PI in the Sky

Ever since I watched Pathfinder land on the rust-colored surface of Mars back in 1997, I have been captivated by space, astronomy, and in fact all science.  But, space exploration has always held a soft spot in my heart.

I love the idea of traveling to other worlds, whether through robots or with actual humans.  These days, it seem, the robots are winning. But, during a lecture Wednesday night at the Perimeter Institute for Theoretical Physics I learned that private space flight tourists could be the dark horse that change the whole race.

Michael Belfiore, a New York based writer for Popular Science and Wired, gave a talk based on his book “The Rocketeers: How a Visionary Band of Business Leaders, Engineers, and Pilots is Boldly Privatizing Space” and blog “Dispatches from the Final Frontier.”  It’s a great book (I read half of it before his talk, and I am just finishing it up now).
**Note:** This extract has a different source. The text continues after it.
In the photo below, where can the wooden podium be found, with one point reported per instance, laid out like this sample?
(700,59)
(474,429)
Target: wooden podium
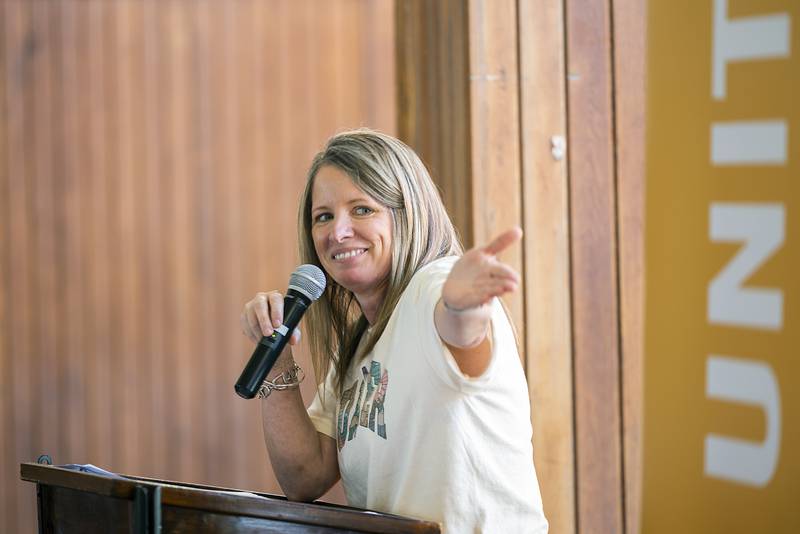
(72,501)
The best part about his talk and the book is the look into the lives of the people daring to do what many felt was impossible:  build a spacecraft in your garage. Remarkably, I think that do it yourself attitude is true to science’s roots, and epitomizes many of the greatest leaps forward in human knowledge (Einstein working in a patent office anyone?).

However, the most exciting aspect (besides the obvious HOLY COW I MIGHT GET TO FLY IN SPACE SOON!!!) was that the winning of the X Prize might be a Kuhnian revolution in scientific thought.   Our entire paradigm of space exploration has been overthrown by these guys with spare time, some nitrous oxide, and a few million bucks.  Kudos to them.